Violence against people. Violence against barrels of wine. Violence everywhere, it seems. Kids killing kids. Sickness. But not mafia, or the more generalized concept of mafioso. Not in America. Some of us are certain about mafia violence; it has touched us. Still, some of my Italian friends insist that when something bad happens it falls under the general category of mafia. These friends, I think, haven’t been touched like some of us. If they had been they wouldn’t be talking in such an ignorant manner.

America, we know crime. It’s all around us. On our border, near El Paso, there is guerrilla warfare at a scale that one might find in Kabul or Baghdad. A few barrels of wine in Montalcino, I suggest, is not anywhere near the magnitude of gravity that we are witnessing on the world stage. Perspective, patience, holding one’s prejudices in check. Time will reveal the true culprit; the evil heart of man, larger than any mafia, and more powerful.

Beyond the evil heart, though, is the sick mind, capable of even more horrendous destruction. It is all around us, in our neighborhoods, in our villages, lurking around our homes, our businesses, our kitchens, our cellars, our classrooms. In America we are only too familiar with the destructive combination of evil and illness. Yes, the mafia is part of it, but only a very small part. To blame something that small is to do what? To make ourselves feel better because we have “identified” the true cause? Please, dear Italian friends, which cliff are your heading towards at 200kmh? Stop it. Pull over; get some rest and some clarity.
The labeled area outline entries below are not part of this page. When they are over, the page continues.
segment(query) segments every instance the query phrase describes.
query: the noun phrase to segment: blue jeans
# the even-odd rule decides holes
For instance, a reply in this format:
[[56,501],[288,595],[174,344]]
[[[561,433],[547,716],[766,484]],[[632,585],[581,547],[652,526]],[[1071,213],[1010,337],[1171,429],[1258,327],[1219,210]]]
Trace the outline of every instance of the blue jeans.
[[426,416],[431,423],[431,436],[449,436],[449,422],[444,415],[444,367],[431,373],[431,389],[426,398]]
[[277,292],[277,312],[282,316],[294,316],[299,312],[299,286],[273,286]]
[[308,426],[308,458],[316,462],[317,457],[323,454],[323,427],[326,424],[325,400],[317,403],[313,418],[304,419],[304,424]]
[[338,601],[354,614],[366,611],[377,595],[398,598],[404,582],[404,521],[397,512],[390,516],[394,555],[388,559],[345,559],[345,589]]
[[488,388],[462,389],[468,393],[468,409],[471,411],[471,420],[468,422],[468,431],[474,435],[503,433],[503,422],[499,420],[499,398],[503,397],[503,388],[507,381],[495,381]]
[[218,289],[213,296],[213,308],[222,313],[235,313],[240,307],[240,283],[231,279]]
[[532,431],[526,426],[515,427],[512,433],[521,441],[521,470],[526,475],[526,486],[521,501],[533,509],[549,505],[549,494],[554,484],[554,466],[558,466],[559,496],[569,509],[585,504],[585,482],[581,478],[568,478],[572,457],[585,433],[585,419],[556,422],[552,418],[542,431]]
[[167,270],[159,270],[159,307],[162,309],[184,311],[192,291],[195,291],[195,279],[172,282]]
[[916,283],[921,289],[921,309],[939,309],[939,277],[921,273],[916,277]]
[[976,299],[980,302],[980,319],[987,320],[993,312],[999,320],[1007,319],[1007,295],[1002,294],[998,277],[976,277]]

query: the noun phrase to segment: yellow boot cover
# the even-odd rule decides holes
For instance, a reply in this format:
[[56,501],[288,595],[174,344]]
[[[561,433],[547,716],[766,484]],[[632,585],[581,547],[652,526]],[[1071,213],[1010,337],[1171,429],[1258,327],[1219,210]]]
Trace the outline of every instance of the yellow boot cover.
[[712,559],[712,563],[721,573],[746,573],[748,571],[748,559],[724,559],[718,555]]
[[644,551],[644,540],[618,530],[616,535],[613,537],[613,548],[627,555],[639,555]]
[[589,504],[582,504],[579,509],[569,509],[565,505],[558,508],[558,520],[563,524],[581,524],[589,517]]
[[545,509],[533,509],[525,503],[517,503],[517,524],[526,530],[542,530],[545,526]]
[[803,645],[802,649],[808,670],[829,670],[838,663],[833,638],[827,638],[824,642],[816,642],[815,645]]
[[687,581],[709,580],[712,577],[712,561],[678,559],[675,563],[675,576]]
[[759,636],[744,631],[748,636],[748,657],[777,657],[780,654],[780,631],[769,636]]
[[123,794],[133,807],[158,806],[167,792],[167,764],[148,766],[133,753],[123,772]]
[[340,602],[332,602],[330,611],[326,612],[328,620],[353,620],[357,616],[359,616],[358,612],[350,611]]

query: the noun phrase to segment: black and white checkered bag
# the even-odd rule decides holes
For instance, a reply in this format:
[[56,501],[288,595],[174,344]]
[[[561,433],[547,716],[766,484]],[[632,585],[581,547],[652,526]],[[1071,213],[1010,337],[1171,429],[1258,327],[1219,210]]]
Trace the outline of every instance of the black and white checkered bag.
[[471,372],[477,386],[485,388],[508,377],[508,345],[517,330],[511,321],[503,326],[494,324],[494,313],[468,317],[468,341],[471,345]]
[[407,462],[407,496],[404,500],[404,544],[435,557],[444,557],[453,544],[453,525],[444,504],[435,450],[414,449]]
For our friends in Montalcino, the light of a new day has shined on the evil doing of another day. The culprit isn’t the mafia, or even the concept of "mafioso" some of my dear Italian friends still hang on to for dear life. The light is shining on a more local cause: retribution. Something each and every one of us is capable of.

Back home in America, the solution isn’t as simple. Here, we have children killing children. Sick children. Meanwhile the stunned adults are asking, why? This isn’t some amount of hectoliters of wine that will someday be grown and re-made. These are lives that will never grow back. No, not a mafia conspiracy. Just a pandemic of sick minds and savage hearts, tearing our world apart, piece by piece.

This is the world we have made for our children and our children have become more dangerous (and endangered) than any mafia could ever hope to become.